EDIT: I know i haven't called a free function to free the memory. I don't see where I can put it because I need the memory until i run through all keys. Putting it outside the loops doesn't solve the problem because the leak occurs inside the loops
2nd EDIT: Posted the full program.

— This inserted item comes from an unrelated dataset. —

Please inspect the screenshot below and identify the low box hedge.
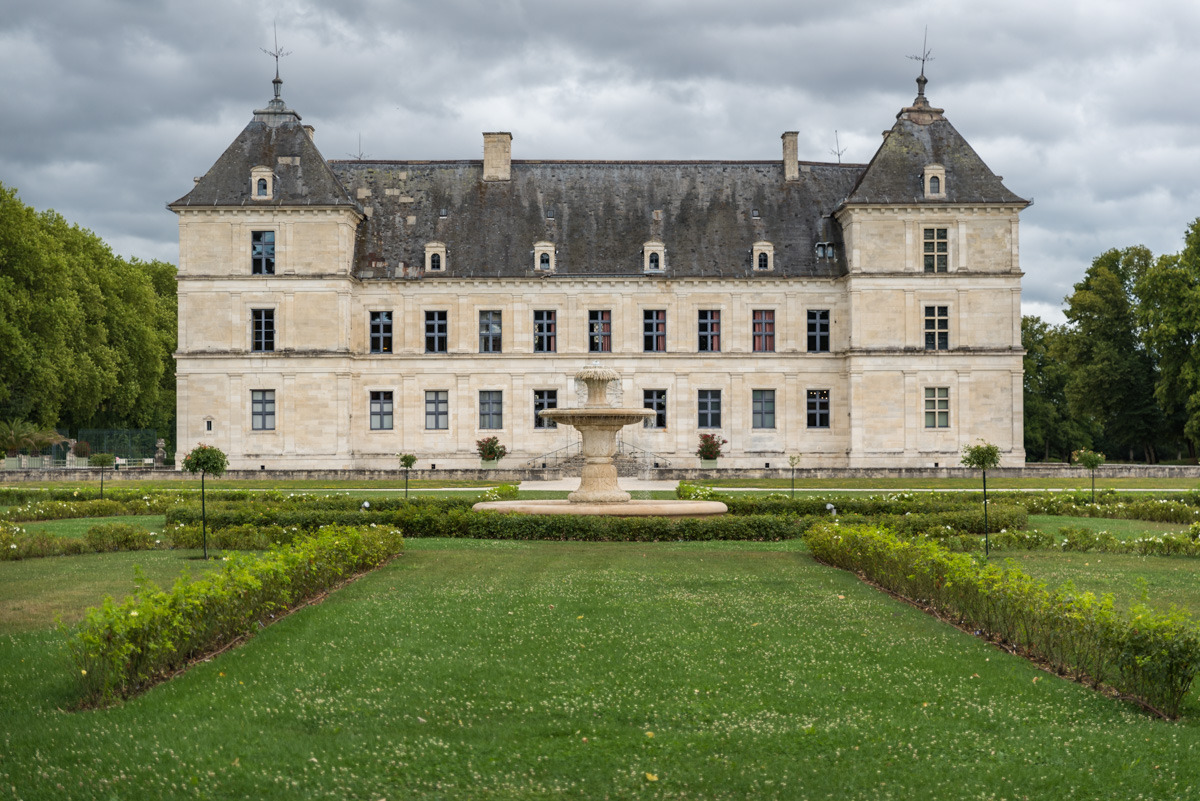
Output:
[805,523,1200,717]
[64,526,404,706]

I do not have the option of using data structures (i.e. the bool arrays) other than those shown because of how the DES encrypt function(which I did not write) works
#include <stdio.h>
#include <stdlib.h>
#include "des.h"
void dec2bin(bool *testaRR, bool *to_return, int convert);
int main(int argc, const char * argv[])
{
// insert code here...
bool testKey[56] = {
0, 1, 0, 0, 0, 0, 0, 1,
0, 1, 0, 0, 0, 0, 0, 1,
0, 1, 0, 0, 0, 0, 0, 1,
0, 1, 0, 0, 0, 0, 0, 1,
0, 1, 0, 0, 0, 0, 0, 1,
0, 1, 0, 0, 0, 0, 0, 1,
0, 1, 0, 0, 0, 0, 0, 1
};
bool testKey2[56] = {//intuitive key reversed for testing
1, 0, 0, 0, 0, 0, 1, 0,
1, 0, 0, 0, 0, 0, 1, 0,
1, 0, 0, 0, 0, 0, 1, 0,
1, 0, 0, 0, 0, 0, 1, 0,
1, 0, 0, 0, 0, 0, 1, 0,
1, 0, 0, 0, 0, 0, 1, 0,
1, 0, 0, 0, 0, 0, 1, 0
};
bool output[64];
bool input[64] = {//the reverse of below... DES bits are numbered left to right, in order of least to most significant so we must enter the bit values in reverse.

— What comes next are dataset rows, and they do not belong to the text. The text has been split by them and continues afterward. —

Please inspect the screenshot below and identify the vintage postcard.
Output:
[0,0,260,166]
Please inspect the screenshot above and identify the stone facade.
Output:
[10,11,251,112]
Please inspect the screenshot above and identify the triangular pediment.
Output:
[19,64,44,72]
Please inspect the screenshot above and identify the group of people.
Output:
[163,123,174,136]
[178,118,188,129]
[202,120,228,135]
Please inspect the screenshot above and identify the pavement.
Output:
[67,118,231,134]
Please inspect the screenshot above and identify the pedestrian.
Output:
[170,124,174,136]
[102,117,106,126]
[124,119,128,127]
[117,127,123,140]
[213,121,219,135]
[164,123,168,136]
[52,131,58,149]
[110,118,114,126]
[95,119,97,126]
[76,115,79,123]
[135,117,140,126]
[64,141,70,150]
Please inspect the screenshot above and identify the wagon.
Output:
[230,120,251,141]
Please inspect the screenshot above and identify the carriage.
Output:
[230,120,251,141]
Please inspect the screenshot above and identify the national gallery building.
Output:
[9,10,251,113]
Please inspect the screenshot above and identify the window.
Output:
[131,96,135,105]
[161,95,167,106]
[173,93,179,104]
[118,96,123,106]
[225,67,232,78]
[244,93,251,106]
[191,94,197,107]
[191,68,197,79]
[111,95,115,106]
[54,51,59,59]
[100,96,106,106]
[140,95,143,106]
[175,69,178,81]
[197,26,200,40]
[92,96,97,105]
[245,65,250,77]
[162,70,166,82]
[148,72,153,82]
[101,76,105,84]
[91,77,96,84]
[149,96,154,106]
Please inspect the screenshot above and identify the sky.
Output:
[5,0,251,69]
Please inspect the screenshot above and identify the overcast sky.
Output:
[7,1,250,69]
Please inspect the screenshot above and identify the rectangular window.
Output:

//forexample the binary vale of N is 01001110 but below is displayed as 01110010
1, 0, 0, 0, 1, 1, 0, 0,//1
0, 0, 0, 0, 1, 1, 0, 0,//0
1, 1, 0, 0, 0, 0, 1, 0,//C
1, 0, 1, 0, 0, 0, 1, 0,//E
1, 1, 0, 0, 1, 0, 1, 0,//S
0, 0, 1, 0, 1, 0, 1, 0,//T
1, 0, 1, 0, 0, 0, 1, 0,//E
0, 1, 1, 1, 0, 0, 1, 0 //N
};
int y = sizeof(input);
printf("(Input MSG: ");
for (int i = y-4; i >= 0; i-=4)
printf("%X", input[i]+2*input[i+1]+4*input[i+2]+8*input[i+3]);//this is the conversion to hex code
printf(")\n");
/*
use char[] to store the key as set of
*/
/*bool input[64] = {//this is the given plaintext message in the intuitive order (opposite of what it is)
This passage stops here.